- Le Parquet national financier a annoncé, ce mardi 14 avril, avoir été empêché d’entrer à l’Élysée.
- Il souhaitait mener des perquisitions dans le cadre d’investigations sur l’attribution des cérémonies d’entrée au Panthéon.
- L’Élysée invoque l’article 67 de la Constitution et « l’inviolabilité des locaux rattachés à la présidence de la République ».
La porte est restée fermée.

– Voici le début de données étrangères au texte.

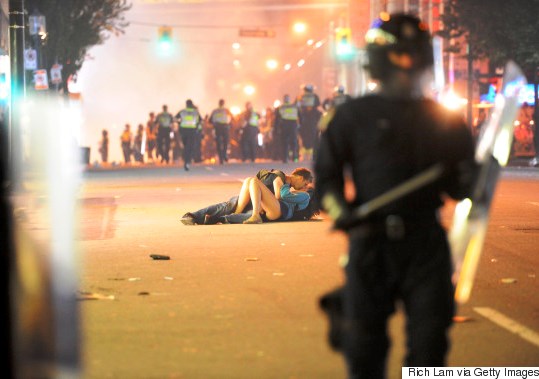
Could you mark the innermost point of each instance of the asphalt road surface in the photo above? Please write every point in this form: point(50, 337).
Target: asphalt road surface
point(240, 301)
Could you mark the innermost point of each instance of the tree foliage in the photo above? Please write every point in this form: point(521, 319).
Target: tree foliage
point(497, 29)
point(74, 26)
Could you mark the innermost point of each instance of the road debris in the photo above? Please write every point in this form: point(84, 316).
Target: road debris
point(508, 280)
point(159, 257)
point(93, 296)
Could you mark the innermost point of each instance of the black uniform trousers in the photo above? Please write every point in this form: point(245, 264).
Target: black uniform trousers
point(289, 139)
point(163, 143)
point(221, 141)
point(189, 140)
point(381, 271)
point(249, 142)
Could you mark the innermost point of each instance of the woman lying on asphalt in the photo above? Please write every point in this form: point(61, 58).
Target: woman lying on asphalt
point(292, 205)
point(274, 208)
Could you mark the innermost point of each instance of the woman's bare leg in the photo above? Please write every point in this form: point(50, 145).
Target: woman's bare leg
point(244, 196)
point(262, 199)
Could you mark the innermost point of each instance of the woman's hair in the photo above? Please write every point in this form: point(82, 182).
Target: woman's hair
point(305, 173)
point(310, 211)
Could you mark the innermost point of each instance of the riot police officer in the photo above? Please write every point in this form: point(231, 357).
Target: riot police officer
point(309, 107)
point(189, 125)
point(399, 251)
point(287, 124)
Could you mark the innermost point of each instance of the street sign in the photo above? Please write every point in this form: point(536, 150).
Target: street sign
point(258, 33)
point(56, 73)
point(30, 59)
point(41, 80)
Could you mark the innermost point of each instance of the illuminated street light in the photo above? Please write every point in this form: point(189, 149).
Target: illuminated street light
point(165, 38)
point(299, 27)
point(272, 64)
point(249, 90)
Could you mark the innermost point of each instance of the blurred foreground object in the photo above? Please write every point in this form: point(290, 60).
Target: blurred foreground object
point(470, 220)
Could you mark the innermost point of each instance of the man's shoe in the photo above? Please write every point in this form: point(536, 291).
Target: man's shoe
point(188, 219)
point(253, 220)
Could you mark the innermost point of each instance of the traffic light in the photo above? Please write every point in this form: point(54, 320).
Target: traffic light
point(344, 48)
point(165, 38)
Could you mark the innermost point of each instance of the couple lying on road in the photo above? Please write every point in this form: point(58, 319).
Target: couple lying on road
point(269, 196)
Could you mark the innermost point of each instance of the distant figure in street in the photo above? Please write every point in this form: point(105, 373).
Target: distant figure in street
point(287, 122)
point(104, 146)
point(164, 122)
point(220, 118)
point(151, 136)
point(250, 130)
point(126, 139)
point(138, 151)
point(309, 108)
point(189, 125)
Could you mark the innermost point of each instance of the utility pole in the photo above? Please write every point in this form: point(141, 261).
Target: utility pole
point(18, 88)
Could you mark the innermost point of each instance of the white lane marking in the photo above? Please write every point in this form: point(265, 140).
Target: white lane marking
point(509, 324)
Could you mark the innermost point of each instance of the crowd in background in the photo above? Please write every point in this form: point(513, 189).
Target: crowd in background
point(285, 132)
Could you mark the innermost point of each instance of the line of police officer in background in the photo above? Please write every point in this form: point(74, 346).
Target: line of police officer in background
point(288, 132)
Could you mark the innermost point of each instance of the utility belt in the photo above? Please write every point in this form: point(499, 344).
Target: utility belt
point(394, 226)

Les enquêteurs et magistrats du Parquet national financier (PNF) chargés d’investigations sur l’attribution des cérémonies d’entrée au Panthéon n’ont pas été autorisés à accéder à l’Élysée, ce mardi 14 avril, a fait savoir le procureur de la République financier, Pascal Prache.
« Des enquêteurs se sont présentés ce (mardi) matin à la Présidence de la République »

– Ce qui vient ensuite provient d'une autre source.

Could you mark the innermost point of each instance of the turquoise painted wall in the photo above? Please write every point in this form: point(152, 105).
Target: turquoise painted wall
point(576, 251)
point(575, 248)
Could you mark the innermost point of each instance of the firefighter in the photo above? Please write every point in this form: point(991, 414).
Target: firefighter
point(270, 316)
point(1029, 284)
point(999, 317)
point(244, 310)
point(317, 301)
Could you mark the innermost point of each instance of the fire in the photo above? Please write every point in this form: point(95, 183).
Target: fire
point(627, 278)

, a confirmé l’Élysée auprès de TF1-LCI. Mais « il leur a (…) été indiqué que les documents des agents de l’Élysée, détachables de l’activité du Chef de l’État et ainsi communicables, leur seraient transmis sur demande »
.
Selon Pascal Prache, les membres du PNF se sont vu opposer le fait que « l’article 67 de la Constitution emporterait l’inviolabilité des locaux rattachés à la présidence de la République »
, a-t-il précisé dans un communiqué. Ces « opérations de perquisition »
ont visé mardi « divers lieux »
, dont des « domiciles »
, a-t-il ajouté, sans donner davantage de détails.
Une enquête ouverte pour « favoritisme, prise illégale d’intérêt, corruption et trafic d’influence »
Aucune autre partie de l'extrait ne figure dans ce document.